September 5, 2011 – 9 Weeks
This was the WOD:
- Karen- 150 Wall Ball (20/12)
- Hang Clean- 3/3/3 Max Effort
- Muscle Up- 10/10/10; 60-90 seconds rest
Here’s what I did:
- Warm-up: 3 minute row, aproximately 500 meters
- Karen – 150 Wall Ball (12#) => 13:35
- Hang Squat Cleans – (3×35) 3×45, 3×55, 3×60
- Muscle Up Progressions – pull-ups and dips, 3 x 10/10
I broke Karen up into 15 sets of 10 reps. Between each set, I checked my heart rate to ensure that I was keeping it around 140. If I got up to 160, I stopped and took a few breaths to allow it to come back down. In retrospect, I think I would have been fine, just to bust out the workout, finishing with a better time. But at least this way, I have LOADS of room for improvement. Ha!
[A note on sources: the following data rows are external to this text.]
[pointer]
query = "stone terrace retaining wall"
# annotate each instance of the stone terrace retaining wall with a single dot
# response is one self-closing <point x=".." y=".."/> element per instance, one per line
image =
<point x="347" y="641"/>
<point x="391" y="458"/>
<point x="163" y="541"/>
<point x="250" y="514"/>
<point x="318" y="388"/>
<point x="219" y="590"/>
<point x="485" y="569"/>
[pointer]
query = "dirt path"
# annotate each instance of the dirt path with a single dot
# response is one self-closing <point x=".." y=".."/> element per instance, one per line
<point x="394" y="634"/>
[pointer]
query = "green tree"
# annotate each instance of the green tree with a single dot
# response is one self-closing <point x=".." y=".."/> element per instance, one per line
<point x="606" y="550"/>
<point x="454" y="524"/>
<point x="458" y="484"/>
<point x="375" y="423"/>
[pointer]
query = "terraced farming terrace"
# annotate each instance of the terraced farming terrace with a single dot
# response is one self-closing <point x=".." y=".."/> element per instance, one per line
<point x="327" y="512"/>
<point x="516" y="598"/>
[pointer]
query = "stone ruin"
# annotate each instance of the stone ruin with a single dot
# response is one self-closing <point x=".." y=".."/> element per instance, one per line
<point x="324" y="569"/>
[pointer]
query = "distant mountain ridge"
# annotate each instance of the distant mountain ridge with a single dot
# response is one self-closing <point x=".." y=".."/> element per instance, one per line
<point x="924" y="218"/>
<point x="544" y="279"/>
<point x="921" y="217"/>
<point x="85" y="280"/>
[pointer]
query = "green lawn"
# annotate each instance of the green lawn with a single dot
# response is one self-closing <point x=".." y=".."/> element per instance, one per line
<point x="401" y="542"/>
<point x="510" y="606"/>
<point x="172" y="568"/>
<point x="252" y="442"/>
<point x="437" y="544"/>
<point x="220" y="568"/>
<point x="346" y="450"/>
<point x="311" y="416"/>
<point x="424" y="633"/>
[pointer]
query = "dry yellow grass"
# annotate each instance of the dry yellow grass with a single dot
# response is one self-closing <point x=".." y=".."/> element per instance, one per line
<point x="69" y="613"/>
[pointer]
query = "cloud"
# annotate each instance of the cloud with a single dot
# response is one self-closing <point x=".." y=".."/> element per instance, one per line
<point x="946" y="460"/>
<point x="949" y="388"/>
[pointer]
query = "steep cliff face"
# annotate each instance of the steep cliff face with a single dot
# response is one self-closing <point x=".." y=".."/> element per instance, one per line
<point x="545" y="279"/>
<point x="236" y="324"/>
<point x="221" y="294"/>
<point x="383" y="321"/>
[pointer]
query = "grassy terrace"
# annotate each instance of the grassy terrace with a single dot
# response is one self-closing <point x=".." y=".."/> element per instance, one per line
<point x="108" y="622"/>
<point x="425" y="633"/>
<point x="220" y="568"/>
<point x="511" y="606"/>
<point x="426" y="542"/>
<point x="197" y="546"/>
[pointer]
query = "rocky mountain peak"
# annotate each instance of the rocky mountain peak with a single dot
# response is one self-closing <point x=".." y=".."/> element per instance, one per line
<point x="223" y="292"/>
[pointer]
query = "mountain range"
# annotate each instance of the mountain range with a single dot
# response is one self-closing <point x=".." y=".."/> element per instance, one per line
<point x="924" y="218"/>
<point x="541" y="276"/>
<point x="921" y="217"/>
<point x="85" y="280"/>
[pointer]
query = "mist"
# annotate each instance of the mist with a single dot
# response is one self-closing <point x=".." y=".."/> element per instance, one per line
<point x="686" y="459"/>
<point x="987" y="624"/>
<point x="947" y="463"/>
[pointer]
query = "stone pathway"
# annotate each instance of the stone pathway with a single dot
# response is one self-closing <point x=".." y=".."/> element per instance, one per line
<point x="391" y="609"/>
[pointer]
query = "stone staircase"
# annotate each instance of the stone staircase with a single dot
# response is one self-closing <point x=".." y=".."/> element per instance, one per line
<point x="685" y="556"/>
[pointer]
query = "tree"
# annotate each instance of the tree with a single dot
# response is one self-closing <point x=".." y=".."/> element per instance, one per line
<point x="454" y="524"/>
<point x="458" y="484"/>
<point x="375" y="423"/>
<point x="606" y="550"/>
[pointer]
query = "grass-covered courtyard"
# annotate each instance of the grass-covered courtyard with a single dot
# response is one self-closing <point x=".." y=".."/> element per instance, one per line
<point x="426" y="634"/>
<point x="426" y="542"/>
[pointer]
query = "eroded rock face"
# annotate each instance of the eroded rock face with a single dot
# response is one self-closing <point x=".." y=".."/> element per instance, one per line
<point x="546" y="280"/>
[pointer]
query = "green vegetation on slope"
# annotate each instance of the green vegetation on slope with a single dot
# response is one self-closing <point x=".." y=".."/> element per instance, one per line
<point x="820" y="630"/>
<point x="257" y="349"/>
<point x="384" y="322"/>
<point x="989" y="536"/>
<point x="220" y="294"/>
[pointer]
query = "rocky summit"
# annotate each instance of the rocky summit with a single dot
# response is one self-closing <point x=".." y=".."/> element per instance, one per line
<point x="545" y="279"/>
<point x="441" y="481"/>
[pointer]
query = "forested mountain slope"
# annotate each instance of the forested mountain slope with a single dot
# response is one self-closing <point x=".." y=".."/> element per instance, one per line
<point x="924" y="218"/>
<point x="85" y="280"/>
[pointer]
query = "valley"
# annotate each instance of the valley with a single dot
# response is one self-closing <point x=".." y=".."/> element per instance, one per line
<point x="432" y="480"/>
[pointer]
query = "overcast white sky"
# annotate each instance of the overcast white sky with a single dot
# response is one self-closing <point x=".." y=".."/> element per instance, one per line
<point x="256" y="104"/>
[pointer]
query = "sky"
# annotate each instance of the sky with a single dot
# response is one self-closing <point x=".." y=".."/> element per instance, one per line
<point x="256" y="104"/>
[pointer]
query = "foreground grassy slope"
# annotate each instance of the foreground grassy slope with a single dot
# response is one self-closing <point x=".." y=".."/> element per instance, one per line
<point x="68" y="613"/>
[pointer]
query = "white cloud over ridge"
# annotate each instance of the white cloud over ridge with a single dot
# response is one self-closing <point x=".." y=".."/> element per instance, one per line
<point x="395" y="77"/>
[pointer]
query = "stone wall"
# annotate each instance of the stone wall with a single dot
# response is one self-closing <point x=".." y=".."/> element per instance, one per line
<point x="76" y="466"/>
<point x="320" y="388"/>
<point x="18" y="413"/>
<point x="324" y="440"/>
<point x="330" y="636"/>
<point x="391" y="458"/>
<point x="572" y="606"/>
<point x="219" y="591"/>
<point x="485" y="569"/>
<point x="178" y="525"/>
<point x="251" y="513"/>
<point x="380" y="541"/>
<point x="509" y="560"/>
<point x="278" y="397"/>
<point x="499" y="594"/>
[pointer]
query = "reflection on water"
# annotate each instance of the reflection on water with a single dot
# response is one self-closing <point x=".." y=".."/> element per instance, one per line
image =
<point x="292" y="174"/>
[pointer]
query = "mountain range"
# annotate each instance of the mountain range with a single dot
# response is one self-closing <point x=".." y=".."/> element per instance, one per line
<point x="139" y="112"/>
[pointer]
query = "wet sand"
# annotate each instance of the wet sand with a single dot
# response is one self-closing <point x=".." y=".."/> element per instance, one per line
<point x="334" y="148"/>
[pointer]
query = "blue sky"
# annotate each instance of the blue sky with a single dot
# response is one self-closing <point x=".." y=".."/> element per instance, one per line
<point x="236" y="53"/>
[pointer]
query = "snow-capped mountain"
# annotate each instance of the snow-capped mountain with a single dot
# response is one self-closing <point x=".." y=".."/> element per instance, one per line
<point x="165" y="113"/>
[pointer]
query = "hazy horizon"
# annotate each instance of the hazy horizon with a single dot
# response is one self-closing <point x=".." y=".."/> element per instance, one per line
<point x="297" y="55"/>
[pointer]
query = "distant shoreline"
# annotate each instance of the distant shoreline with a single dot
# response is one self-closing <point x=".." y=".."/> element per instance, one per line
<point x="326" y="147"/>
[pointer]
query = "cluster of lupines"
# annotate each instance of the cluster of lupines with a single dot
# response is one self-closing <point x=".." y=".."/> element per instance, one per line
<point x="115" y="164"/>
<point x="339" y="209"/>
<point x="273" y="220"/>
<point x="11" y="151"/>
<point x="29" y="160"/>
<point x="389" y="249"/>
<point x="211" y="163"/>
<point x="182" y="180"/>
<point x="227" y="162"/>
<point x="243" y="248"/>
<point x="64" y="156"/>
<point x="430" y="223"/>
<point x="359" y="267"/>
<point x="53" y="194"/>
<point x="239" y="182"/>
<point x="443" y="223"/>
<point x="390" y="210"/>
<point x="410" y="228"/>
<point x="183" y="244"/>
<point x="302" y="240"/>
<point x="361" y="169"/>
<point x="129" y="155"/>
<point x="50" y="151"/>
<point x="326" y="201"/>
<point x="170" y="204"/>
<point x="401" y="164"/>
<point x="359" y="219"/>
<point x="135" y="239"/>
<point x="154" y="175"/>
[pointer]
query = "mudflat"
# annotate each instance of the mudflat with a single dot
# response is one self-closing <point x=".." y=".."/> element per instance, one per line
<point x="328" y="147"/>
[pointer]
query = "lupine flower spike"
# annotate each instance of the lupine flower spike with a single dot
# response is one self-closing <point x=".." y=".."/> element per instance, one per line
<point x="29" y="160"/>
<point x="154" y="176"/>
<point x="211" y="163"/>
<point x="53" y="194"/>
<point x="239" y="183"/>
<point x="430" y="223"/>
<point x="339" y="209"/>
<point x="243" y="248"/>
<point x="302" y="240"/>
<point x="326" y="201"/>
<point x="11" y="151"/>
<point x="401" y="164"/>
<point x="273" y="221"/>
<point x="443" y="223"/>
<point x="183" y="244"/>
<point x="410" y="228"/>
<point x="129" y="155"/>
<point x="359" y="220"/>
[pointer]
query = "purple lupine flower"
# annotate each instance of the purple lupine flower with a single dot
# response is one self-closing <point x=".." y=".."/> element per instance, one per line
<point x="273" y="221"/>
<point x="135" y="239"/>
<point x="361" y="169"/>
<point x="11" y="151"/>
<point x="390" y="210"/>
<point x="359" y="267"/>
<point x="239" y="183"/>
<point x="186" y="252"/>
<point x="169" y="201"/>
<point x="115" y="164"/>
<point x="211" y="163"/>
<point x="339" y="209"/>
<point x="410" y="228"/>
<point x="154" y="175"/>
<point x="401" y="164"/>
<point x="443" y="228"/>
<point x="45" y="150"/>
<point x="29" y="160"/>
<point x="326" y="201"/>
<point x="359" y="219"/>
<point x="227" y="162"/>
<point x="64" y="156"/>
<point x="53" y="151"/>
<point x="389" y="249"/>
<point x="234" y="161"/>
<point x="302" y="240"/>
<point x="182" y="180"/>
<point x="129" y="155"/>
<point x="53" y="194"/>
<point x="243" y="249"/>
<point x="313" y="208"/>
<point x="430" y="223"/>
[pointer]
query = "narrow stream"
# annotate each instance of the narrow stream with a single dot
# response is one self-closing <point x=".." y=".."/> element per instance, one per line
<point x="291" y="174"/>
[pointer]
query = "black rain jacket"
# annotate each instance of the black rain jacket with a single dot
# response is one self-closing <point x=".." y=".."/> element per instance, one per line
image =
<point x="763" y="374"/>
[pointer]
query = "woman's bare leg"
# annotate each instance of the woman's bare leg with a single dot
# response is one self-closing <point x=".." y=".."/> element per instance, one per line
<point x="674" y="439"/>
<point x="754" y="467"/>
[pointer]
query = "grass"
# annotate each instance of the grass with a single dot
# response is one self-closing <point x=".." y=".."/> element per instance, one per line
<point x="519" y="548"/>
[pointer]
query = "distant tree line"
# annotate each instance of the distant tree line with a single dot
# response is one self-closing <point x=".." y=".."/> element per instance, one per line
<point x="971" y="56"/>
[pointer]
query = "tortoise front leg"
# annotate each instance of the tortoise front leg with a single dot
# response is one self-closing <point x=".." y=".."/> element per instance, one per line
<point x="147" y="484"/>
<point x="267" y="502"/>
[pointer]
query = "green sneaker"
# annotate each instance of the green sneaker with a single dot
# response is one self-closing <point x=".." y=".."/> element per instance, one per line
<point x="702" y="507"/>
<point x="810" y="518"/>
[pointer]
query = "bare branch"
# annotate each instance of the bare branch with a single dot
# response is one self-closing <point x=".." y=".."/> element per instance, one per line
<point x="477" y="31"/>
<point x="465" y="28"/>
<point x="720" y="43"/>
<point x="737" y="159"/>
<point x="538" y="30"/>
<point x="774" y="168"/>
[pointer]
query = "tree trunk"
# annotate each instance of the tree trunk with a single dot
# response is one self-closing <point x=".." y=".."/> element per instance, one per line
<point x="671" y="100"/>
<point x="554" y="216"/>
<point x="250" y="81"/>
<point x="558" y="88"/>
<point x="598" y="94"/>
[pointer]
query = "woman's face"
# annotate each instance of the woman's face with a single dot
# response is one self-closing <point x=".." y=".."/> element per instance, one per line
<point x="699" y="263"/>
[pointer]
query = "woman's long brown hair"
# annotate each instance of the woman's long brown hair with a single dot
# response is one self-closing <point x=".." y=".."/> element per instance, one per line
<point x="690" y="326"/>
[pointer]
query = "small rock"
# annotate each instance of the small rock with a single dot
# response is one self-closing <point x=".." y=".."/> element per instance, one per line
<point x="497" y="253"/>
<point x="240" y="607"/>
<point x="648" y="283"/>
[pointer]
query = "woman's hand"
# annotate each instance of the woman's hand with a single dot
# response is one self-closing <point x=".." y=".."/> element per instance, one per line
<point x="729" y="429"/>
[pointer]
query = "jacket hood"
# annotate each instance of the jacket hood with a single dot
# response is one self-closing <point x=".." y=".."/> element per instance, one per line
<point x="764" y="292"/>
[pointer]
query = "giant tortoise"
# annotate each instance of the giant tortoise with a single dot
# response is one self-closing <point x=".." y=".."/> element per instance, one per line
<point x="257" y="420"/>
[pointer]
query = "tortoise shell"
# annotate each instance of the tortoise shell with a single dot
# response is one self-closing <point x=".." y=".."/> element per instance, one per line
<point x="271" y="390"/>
September 9, 2011 – 9.5 Weeks
Here’s the WOD:
- 5 RFT of: Run to Corner/5 K.B. Power Snatch Left arm (24/16kg)/Run to Corner/5 K.B. Power Snatch Right Arm (24/16kg)/Run to Corner/ 5 Burpee Box Jump
- 7 RFT of: 7 DeadLift(225/135)/ 7 Strict Pull Up
- 5 RFT = 16:06
I used the 15# KB and 12″ box. And I ran inside (aprox same distance) because there was a guy outside smoking and my sense of smell is on hyper-sensitive mode. And it was hot. Landing on my stomach while doing burpees is starting to get mildly uncomfortable.
- 7 RFT = 11:13
My DL weight was 95# and I used the heavy band on the pull-ups.
My heart rate crept up to 160 on the first two rounds of both RFTs and settled at about 140 for the remainder of each.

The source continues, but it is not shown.